Livia Biason, MD; Cassiano Teixeira, MD, PhD; Jaqueline Sangiogo Haas, RN, MS; Cláudia da Rocha Cabral, RN; Gilberto Friedman, MD, PhD


Am J Crit Care. 2019;28(6):424-432. 

In This Article

Abstract and Introduction


Background: Morbidity and mortality after discharge from an intensive care unit appear to be higher in patients with sepsis than in patients without sepsis.

Objective: To evaluate morbidity and mortality in patients with and without sepsis within 2 years after intensive care unit discharge.

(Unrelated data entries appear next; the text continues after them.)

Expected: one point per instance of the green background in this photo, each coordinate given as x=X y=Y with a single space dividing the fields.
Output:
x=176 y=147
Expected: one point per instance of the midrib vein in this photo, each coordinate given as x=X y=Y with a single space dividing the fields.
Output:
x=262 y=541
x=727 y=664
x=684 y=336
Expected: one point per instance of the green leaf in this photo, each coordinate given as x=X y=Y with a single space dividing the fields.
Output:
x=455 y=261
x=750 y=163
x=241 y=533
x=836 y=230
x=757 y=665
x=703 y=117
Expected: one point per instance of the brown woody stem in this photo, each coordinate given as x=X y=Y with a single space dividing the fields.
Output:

Methods: A prospective cohort study was conducted in 2 intensive care units. Patients who stayed in the intensive care unit longer than 24 hours were followed up for 2 years after discharge. Morbidity was assessed by using the Karnofsky scale, the Lawton instrumental activities of daily living scale, presence of pain, and readmissions.

Results: During the study, 74.7% of patients (859 of 1150; 242 with sepsis, 617 without sepsis) were discharged from the intensive care unit. Compared with patients without sepsis, patients with sepsis had higher mortality during follow-up (57.4% vs 34.2%; P < .001) and were 1.34 times as likely to die (per Cox regression). More patients with sepsis had pain (48.5% vs 35.2%, P = .003) and read-missions (65.5% vs 55.0%, P = .02). Patients with sepsis had a greater degree of functional loss, adjusted for confounding factors (mean SD change in Lawton scale score from intensive care unit admission to 2 years after intensive care unit discharge, 4.0 [8.0] vs 3.4 [8.2]; P = .31).

Conclusion: Compared with patients without sepsis, those with sepsis have higher mortality in the intensive care unit and have more pain, hospital readmissions, and functional decline within 2 years after discharge.


Sepsis is a frequent cause of admission to intensive care units (ICUs) and is associated with a high mortality rate and increased health care costs during the ICU stay.[1,2] After ICU discharge, patients with sepsis have a high mortality rate,[3–5] from 30% to 45% within the first year[5,6] and reaching 50% at 2 years.[7] These patients, when compared with critically ill patients without sepsis, appear to have higher long-term mortality rates.[4,8]

Studies of long-term morbidity are heterogeneous but patients with sepsis have greater functional decline than patients without sepsis,[3,5,9] comparable to that seen in patients with chronic diseases.[10] Within 6 months of ICU discharge, partial functional recovery appears to occur, although a return to pre-ICU status is uncommon.[6,11]

Few studies of the incidence and mortality of sepsis in developing countries have been conducted.[12,13] Short-term mortality in ICU patients with sepsis is consistently higher in developing countries than in developed countries.[1,14] However, the actual mortality rate and functional decline that these patients experience after discharge in developing countries remain unclear. We hypothesized that patients with sepsis would have greater long-term mortality and functional decline than would critically ill patients without sepsis. We therefore designed this study to evaluate morbidity and mortality in critically ill patients with sepsis versus those without sepsis within 2 years of ICU discharge.